Andorre : vers la fin d’une exception pro-vie en Europe ?
C’est une bien triste nouvelle : alors que l’Europe connaît une accélération des législations favorables à l’avortement, la principauté d’Andorre pourrait à son tour s’engager sur cette voie. Le chef du gouvernement, Xavier Espot Zamora, a récemment affirmé espérer « dépénaliser » l’avortement d’ici un an. Une évolution présentée comme un compromis, mais qui suscite de profondes interrogations.

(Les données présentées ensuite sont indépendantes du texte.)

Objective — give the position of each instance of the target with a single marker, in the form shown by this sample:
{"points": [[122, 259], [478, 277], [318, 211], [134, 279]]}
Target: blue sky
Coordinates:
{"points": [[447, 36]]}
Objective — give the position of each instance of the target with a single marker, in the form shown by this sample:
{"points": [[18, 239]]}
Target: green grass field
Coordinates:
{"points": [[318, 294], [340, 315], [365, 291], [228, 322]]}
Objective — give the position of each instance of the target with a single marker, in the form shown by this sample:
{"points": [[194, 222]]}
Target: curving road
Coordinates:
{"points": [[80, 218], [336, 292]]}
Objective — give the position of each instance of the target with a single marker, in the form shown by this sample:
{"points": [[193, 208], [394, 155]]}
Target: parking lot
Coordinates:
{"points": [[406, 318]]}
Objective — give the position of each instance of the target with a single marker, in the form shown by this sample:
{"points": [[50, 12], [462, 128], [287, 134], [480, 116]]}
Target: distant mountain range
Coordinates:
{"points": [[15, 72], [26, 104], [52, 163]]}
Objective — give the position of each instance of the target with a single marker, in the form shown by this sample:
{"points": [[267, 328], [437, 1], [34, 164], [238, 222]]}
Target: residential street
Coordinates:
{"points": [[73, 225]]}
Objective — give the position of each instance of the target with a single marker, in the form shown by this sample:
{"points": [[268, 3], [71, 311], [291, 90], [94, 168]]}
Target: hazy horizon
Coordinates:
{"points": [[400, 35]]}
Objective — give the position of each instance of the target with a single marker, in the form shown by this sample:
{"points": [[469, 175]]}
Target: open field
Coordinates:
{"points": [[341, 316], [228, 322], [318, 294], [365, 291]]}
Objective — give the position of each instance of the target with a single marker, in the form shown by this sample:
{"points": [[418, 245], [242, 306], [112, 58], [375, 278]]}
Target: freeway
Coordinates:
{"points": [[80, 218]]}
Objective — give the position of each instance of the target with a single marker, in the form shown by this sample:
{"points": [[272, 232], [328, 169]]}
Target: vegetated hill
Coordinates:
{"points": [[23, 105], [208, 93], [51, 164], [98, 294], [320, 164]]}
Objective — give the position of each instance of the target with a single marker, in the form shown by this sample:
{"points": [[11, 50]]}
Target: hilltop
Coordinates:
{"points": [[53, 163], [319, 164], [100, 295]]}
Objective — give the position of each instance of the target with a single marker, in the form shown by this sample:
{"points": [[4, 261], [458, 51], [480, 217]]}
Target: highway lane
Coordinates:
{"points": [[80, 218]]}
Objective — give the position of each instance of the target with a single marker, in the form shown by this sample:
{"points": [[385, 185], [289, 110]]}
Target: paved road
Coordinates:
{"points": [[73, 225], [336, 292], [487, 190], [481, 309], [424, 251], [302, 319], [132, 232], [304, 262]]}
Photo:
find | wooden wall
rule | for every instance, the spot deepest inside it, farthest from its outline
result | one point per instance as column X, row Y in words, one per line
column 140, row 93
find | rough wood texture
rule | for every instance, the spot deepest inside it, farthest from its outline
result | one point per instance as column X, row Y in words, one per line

Aujourd’hui, Andorre demeure l’un des rares États européens à interdire totalement l’avortement, aux côtés du Vatican. Cette interdiction s’applique « en toute circonstance », y compris en cas de viol, d’inceste, de danger pour la mère ou de maladie du fœtus. Dans ce cadre, la loi prévoit jusqu’à six mois de prison pour les femmes et jusqu’à trois ans pour les médecins pratiquant un avortement.
Malgré l’absence de poursuites effectives, ce cadre juridique constitue une protection forte de la vie humaine dès son commencement. Une position que le gouvernement envisage désormais d’assouplir.
« Nous croyons que d’ici la fin de la législature (…) nous serons capables, non pas de légaliser mais de dépénaliser », a déclaré Xavier Espot Zamora. Cette distinction est centrale dans son discours : il ne s’agirait pas d’autoriser l’avortement en Andorre, mais de supprimer les sanctions pénales visant les femmes.
Concrètement, « la dépénalisation serait complète en ce qui concerne la femme », qui pourrait alors se rendre à l’étranger pour avorter sans risquer de poursuites. En revanche, l’acte resterait illégal sur le territoire andorran, et les médecins qui le pratiqueraient pourraient toujours être sanctionnés.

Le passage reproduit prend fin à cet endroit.